The Injustice Never Leaves You focuses on the 1910s, which, due partly to spillover from the Mexican Revolution, was one of the bloodiest periods in Texas history, leaving hundreds, perhaps thousands, of Mexicans dead along the border. But Martinez doesn’t settle for describing the incidents of madness and violence themselves. Her main concern is with the sharp divisions wrought, even today, by the pain of old injustices.
Much of the book is structured episodically, with a chapter apiece devoted to three terrible crimes: the 1910 lynching of twenty-year-old Mexican immigrant Antonio Rodríguez in Rocksprings; the 1915 murder of Tejano landowners, businessmen, and public officials Jesus Bazán and Antonio Longoria by Texas Rangers in Hidalgo County; and the 1918 Ranger massacre of fifteen Tejanos between the ages of 16 and 64 in the small West Texas community of Porvenir. Later chapters take a broader perspective, portraying the state’s fixation with violence and its symbols (public celebrations, reenactments, photographs of lynchings) as a kind of idolatry and examining the roles of amateur and professional historians in constructing our collective sense of Texas’s past.
Though The Injustice Never Leaves You is a page-turner, it’s not easy reading.
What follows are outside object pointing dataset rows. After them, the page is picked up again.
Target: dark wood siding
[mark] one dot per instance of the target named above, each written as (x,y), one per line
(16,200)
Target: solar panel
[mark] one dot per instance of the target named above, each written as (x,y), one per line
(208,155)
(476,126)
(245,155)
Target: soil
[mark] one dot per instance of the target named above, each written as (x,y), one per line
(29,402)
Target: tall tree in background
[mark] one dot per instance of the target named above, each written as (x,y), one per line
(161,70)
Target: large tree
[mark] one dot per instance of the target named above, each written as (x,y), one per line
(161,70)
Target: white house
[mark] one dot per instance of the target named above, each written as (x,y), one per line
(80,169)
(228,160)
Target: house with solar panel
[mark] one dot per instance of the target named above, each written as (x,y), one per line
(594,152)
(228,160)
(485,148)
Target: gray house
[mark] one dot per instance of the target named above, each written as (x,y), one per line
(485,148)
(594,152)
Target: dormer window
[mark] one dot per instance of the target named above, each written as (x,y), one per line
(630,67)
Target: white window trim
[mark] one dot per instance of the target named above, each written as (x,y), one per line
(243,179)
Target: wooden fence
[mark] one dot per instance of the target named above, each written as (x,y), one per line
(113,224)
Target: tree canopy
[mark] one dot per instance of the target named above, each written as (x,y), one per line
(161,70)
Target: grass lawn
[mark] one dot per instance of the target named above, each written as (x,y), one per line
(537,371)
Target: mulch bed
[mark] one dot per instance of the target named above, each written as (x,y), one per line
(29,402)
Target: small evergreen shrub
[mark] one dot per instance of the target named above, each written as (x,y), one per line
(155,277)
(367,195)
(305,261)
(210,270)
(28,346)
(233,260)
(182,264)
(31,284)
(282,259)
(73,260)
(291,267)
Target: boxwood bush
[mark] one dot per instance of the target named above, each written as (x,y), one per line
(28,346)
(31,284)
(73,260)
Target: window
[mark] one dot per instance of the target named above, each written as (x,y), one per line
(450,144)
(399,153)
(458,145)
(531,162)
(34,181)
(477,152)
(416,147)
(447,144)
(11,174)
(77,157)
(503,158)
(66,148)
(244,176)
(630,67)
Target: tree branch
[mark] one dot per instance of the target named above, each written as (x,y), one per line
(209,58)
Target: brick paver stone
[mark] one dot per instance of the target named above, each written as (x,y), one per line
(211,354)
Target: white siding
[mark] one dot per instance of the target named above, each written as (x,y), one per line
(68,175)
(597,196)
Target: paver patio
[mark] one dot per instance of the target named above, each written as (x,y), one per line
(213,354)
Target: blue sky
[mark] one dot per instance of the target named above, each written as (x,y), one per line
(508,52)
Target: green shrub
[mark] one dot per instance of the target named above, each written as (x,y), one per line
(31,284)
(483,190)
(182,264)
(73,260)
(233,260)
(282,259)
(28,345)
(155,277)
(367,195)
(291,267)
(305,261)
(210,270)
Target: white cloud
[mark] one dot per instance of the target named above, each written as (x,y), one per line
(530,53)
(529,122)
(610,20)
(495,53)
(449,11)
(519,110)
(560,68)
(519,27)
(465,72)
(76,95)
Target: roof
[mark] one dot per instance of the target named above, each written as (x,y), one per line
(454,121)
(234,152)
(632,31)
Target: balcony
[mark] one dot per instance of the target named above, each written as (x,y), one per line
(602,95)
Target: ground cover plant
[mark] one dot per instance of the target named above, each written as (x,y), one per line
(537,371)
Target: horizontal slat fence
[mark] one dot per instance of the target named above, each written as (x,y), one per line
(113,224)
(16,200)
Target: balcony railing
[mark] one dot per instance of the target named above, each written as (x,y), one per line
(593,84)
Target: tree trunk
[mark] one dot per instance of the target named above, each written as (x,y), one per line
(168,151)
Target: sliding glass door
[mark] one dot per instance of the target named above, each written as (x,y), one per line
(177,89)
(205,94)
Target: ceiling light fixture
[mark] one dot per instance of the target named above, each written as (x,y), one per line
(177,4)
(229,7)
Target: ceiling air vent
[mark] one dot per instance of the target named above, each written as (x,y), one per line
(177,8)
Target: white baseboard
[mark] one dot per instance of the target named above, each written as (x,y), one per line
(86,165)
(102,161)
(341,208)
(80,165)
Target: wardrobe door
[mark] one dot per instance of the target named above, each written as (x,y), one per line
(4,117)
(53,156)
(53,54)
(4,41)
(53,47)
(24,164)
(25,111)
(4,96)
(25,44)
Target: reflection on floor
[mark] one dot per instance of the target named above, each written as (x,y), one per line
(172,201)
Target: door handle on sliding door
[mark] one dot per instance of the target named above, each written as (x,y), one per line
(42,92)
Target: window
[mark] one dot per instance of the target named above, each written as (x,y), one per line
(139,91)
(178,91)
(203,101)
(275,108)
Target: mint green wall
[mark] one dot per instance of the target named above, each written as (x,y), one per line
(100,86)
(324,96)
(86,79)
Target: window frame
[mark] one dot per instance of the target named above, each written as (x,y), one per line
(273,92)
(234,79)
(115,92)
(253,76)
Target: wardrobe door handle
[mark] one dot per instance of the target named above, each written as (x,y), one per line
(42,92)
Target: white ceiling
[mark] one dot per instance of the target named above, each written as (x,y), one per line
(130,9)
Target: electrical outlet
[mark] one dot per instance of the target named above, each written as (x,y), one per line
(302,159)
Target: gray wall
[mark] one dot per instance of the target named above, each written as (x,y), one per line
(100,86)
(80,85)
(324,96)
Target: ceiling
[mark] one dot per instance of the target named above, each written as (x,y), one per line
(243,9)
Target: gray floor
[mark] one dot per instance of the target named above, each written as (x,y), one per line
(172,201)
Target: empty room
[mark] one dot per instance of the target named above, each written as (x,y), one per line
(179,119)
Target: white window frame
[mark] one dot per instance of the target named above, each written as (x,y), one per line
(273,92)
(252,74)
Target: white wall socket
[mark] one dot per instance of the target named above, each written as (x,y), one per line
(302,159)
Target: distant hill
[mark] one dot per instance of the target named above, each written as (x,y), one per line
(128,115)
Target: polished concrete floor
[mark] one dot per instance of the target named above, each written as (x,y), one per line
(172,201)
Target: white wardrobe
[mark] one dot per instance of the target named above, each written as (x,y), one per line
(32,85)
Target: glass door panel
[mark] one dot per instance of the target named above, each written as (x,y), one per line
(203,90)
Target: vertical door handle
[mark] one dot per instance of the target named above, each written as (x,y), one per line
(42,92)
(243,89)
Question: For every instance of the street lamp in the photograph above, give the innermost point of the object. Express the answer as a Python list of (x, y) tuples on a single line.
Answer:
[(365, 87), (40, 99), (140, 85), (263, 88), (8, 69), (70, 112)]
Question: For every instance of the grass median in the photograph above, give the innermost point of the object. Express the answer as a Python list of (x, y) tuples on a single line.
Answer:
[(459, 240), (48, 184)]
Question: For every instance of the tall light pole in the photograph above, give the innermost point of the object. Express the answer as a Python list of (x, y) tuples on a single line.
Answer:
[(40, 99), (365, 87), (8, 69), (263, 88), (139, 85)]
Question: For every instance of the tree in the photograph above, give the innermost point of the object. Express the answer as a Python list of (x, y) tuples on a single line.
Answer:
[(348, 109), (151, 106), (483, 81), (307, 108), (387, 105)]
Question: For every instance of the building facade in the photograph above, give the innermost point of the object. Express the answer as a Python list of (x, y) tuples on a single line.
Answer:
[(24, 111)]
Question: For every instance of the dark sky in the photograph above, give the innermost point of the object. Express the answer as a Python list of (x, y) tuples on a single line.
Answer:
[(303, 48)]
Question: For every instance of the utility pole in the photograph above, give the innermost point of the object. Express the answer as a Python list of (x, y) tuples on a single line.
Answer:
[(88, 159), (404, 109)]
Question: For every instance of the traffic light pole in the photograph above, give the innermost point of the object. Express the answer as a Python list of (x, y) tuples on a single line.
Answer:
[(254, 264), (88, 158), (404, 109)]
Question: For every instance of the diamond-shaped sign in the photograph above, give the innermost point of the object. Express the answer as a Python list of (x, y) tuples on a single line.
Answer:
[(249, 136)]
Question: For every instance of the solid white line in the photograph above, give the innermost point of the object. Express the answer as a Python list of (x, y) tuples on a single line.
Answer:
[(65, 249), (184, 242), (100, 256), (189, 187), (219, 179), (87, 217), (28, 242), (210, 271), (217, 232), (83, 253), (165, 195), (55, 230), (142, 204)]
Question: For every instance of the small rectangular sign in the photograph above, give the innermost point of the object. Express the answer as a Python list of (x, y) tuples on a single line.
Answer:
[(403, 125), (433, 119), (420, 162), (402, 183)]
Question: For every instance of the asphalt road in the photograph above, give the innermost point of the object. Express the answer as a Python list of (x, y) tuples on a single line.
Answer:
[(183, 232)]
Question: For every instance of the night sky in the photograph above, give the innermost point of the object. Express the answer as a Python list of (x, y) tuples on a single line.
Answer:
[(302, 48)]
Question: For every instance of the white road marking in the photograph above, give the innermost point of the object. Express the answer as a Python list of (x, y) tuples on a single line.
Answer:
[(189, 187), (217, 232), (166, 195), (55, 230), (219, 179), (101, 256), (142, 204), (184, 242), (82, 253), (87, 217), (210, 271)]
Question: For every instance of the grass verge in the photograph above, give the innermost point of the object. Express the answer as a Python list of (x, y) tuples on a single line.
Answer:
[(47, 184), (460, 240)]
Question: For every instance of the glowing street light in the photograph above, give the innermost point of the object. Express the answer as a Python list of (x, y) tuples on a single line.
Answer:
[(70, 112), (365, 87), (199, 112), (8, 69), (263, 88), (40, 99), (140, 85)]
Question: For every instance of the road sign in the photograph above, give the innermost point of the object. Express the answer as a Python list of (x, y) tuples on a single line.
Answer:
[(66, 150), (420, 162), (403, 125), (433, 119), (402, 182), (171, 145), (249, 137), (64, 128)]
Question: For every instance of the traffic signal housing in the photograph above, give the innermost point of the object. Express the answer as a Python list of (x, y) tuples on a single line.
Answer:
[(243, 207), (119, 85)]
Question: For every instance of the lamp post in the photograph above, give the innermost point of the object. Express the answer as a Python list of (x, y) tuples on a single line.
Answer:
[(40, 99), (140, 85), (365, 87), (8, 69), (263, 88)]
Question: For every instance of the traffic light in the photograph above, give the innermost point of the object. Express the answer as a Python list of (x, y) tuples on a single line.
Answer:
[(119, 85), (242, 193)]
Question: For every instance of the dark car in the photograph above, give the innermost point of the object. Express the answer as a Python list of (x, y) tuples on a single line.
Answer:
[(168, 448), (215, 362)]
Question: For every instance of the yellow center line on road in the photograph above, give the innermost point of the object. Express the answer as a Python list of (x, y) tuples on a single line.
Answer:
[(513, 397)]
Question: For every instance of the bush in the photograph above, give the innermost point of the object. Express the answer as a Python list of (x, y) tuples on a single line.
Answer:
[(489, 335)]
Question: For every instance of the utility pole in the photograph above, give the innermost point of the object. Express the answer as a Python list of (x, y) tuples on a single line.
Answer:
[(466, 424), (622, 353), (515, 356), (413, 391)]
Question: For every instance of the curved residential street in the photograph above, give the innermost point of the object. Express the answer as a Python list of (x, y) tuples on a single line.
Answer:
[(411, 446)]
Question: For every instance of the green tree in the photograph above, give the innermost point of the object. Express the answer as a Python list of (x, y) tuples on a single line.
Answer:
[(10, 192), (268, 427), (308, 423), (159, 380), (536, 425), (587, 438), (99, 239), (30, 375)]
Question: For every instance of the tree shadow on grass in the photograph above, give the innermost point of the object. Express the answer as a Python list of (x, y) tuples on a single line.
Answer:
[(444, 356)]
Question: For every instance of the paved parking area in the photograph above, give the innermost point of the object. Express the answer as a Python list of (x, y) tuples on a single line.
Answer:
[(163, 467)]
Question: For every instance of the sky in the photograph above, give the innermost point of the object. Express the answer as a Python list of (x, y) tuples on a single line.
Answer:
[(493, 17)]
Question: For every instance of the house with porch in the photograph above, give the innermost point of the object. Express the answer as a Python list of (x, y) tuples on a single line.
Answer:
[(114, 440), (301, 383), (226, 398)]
Nor should it be. It is a haunting book. Martinez’s careful dissection of the murder of Rodríguez exemplifies her unsparing approach. She depicts the crime that started the chain of events—the murder of an Anglo woman—and the mob mentality that quickly cast the blame on Rodríguez, a laborer who happened to be nearby. The reader learns details of the lynching (a mob kidnapped Rodríguez, tied him to a mesquite tree, and burned him alive) and old theories about the woman’s murder (some believe her husband did it), but Martinez focuses more intently on the episode’s aftermath. For more than a century, the Hispanic residents of Rocksprings have refused to forget the tragedy. Even to this day, they see the lynching as a curse that continues to poison relations between local Anglos and Hispanics. “It’s always been like this in this town. It’s not going to change,” local resident Vincent Vega told Martinez of the legacy of Rodríguez’s murder. “We’ll speak to each other, but that’s about it. That’s how things are. There’s just too much hate.”
Martinez’s focus turns from Tejano victimization to Tejano agency in the book’s fourth chapter, which chronicles state representative José T. Canales’s 1919 efforts to bring criminal charges against several Texas Rangers for their years-long campaign of indiscriminate killing of Mexican Americans. Martinez documents the grinding racism Canales endured during state legislative hearings as well as the threats of physical violence that famed Texas Ranger Frank Hamer made against him.
The House-Senate committee that was formed to investigate Canales’s charges acted like a modern-day truth and reconciliation commission, generating a tremendous amount of revelatory testimony. The committee chose not to recommend criminal charges against any Rangers (which angered Canales), yet soon after the hearings, several Rangers were pushed out, the force was reduced in size, and the crazed level of bloodshed diminished. Even so, few remember the investigation today.